The good news is that each family can develop their own strategy to pay for college. A strategy that should help reduce the reliance on student loans and the overall cost of an education. It starts by answering a few simple questions.
1. Are you being flexible enough in your college selection?
If your child insists on going to one school then you might want to stop reading here. College selection plays a pivotal role in reducing costs. The more flexible you are in the selection process the greater the opportunity to reduce your student loans.
Begin by researching schools to determine where your child will be a good fit and how their academic profile compares with those of current students. College Navigator is a great resource to use in assessing this. If a school finds your child desirable it is more likely they will be accepted and awarded financial aid in the form of grants and scholarships.

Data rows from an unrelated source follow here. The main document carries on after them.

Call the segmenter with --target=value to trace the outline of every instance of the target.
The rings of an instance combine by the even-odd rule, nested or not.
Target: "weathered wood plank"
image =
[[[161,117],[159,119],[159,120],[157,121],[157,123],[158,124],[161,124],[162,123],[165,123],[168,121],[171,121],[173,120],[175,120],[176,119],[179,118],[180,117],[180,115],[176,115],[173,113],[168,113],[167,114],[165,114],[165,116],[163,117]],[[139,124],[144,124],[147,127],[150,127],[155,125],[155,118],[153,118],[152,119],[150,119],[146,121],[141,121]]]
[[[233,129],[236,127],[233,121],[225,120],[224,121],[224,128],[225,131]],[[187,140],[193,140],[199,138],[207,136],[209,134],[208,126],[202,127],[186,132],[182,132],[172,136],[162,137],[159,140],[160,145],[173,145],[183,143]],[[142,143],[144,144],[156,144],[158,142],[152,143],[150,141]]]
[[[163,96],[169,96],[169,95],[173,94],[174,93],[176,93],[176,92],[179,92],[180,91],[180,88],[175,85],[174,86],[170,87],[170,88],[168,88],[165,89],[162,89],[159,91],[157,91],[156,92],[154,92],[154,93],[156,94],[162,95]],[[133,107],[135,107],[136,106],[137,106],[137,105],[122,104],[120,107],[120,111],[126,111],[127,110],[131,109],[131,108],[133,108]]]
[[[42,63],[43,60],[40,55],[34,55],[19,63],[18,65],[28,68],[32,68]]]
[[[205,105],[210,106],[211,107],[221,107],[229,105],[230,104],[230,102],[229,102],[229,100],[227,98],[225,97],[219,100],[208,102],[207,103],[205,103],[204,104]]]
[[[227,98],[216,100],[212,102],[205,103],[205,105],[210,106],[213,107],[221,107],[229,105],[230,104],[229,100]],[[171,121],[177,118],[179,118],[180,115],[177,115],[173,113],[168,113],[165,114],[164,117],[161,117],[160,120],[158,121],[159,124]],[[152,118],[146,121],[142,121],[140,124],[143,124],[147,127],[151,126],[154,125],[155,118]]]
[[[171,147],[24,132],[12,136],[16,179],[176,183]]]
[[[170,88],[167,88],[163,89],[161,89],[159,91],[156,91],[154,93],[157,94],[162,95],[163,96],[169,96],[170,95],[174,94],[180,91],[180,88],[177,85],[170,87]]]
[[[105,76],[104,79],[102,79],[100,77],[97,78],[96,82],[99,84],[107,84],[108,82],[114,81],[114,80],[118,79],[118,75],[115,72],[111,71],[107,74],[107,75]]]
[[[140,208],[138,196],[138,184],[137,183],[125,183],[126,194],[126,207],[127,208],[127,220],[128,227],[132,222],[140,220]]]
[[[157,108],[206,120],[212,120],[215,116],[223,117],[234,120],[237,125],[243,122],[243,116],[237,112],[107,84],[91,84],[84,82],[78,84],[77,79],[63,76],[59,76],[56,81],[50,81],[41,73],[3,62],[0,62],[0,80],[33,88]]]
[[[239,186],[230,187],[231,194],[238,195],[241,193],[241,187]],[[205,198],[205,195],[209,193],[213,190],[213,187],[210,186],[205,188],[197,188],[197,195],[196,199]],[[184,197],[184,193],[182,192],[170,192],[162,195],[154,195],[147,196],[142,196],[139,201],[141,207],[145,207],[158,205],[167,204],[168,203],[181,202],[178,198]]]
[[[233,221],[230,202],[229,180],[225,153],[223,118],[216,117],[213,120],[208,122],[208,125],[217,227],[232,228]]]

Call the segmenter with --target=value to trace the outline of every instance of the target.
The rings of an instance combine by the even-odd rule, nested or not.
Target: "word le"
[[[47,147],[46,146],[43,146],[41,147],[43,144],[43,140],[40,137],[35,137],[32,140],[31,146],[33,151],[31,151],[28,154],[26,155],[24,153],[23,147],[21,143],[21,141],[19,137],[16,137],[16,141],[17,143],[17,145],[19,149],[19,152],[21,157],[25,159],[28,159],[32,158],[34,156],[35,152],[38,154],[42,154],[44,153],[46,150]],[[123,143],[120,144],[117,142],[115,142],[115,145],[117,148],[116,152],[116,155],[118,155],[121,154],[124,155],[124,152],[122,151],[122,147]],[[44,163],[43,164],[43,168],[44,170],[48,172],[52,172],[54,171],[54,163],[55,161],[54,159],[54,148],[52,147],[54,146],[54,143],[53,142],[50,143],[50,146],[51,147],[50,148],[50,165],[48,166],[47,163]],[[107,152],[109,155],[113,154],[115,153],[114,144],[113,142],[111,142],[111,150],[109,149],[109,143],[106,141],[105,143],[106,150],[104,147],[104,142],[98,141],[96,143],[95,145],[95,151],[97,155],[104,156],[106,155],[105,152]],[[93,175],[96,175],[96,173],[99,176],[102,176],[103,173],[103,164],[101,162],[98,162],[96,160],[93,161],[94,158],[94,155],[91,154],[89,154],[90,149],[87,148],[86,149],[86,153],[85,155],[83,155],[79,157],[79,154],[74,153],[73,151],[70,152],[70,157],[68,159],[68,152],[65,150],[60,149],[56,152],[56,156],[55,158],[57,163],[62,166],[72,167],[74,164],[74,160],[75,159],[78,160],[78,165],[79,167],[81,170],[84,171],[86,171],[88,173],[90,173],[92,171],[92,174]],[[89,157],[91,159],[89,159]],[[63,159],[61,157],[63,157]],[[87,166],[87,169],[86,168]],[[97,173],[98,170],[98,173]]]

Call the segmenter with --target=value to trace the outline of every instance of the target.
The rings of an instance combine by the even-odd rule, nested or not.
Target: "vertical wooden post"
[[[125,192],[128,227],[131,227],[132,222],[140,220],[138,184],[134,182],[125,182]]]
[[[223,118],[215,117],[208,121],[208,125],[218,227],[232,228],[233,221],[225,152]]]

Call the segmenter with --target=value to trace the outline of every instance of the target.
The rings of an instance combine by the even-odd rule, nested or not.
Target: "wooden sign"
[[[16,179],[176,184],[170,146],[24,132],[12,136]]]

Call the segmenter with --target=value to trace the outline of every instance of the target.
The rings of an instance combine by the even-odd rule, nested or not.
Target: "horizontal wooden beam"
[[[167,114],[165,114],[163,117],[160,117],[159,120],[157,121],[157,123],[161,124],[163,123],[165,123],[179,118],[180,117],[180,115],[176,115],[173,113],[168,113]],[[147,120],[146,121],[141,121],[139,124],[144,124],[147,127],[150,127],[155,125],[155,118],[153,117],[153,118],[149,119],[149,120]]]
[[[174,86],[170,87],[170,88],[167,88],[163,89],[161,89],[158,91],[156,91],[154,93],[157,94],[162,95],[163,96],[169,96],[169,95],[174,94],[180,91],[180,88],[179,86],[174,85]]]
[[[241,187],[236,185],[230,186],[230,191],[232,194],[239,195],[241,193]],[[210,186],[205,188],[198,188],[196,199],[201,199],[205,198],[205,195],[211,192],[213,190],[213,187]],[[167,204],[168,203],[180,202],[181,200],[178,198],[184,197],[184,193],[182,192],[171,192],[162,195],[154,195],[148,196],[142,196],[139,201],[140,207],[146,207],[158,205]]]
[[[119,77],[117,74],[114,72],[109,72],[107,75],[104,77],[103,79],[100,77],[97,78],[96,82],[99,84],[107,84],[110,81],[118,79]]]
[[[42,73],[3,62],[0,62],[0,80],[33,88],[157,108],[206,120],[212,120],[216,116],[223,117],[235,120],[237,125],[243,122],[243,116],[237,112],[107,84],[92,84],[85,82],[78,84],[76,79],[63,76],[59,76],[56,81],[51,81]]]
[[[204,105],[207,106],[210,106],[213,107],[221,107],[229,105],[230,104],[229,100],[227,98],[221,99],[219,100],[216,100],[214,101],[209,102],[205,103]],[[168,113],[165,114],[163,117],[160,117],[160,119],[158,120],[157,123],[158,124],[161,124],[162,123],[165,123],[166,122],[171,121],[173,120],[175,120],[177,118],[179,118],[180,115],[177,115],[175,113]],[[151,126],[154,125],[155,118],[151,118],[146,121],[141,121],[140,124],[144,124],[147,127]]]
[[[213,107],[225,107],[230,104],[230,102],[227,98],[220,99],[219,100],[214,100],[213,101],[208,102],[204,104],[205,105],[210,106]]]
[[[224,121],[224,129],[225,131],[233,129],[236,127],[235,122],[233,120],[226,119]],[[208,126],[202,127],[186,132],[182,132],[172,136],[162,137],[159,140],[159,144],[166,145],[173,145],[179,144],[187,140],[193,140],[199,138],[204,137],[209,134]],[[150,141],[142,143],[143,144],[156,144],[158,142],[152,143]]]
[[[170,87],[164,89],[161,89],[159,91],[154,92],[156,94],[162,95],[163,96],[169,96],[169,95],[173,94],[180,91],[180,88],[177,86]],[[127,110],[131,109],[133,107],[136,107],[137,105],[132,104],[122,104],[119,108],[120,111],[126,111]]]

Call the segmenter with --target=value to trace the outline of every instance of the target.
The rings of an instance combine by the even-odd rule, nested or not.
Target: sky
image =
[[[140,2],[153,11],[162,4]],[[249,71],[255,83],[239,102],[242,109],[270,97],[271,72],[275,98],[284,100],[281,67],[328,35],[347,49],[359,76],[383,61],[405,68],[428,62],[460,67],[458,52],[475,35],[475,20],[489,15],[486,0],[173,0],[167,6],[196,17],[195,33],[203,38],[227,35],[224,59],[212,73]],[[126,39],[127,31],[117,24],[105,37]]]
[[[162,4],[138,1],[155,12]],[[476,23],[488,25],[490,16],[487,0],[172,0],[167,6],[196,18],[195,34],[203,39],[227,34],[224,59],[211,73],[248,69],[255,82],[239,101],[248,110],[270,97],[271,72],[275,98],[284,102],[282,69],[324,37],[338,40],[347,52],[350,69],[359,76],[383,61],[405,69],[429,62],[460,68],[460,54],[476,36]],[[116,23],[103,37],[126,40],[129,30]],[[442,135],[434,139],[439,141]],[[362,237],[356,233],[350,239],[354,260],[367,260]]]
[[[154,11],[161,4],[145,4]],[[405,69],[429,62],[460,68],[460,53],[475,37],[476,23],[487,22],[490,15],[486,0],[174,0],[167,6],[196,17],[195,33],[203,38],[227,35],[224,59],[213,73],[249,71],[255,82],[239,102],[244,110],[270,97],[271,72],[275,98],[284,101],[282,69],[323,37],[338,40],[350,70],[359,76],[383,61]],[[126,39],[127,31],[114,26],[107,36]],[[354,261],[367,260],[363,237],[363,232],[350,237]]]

Community colleges are also an excellent option as they can offer quality education and flexibility at a fraction of the cost of most other schools.
How will your selected schools assess your finances for aid purposes?
After you find schools where your child will likely be accepted you will need to determine your eligibility for financial aid. Colleges use one of two aid applications, the FAFSA and CSS Profile. Each application has their own aid methodology that produces your Expected Family Contribution, or EFC.
Your EFC is the minimum amount that you will be expected to contribute each year towards your child’s education. Two schools might produce a dramatically different EFC so it’s important to do research and determine before-hand what your EFC will be. The cost of attendance less your EFC will produce the amount of need based aid, if any, that you qualify for. Student loans are considered “need-based” aid so focus on “Net Price” which backs out loans when calculating college costs.
The important point here is to focus on schools which will view your child favorably when compared with the current student body. If a school wants your child to attend they will be more likely to meet a higher percentage of their need-based aid eligibility and with grants and scholarships.
What financial return can you expect from obtaining your degree?
Not all gains can be measured in dollars, but for now let’s focus on the financial aspect of the return on your investment in your education. We are all told at a young age that earning a degree will open the door to more career opportunities and greater income. And although I generally agree with this assumption there are a number of caveats to this statement.
College is an investment, and like any other investment you have initial costs. Keeping your upfront costs to a minimum should logically help boost that return. This is where college selection and financial aid come into play. As we have discussed you should be flexible and consider options such as community college or finding a school where you stand out, for whatever reason. If a school finds your child desirable, then they are more likely to award grants or scholarships vs. student loans.
Once you confirm your initial costs you can then calculate a future salary based on your degree. PayScale offers salary projections for specific majors and offers a return-on-investment calculation based on future income and college costs. Students pursuing advanced degrees might have greater upfront costs however their starting salaries after graduation generally justify the expense.
Almost anybody can qualify for student loans nowadays, regardless of credit score or future income potential. For this reason, most students neglect to consider their ability to pay them off or the impact they can have on meeting their future goals. Be proactive, establish a college planning strategy, start saving early and make education your greatest investment.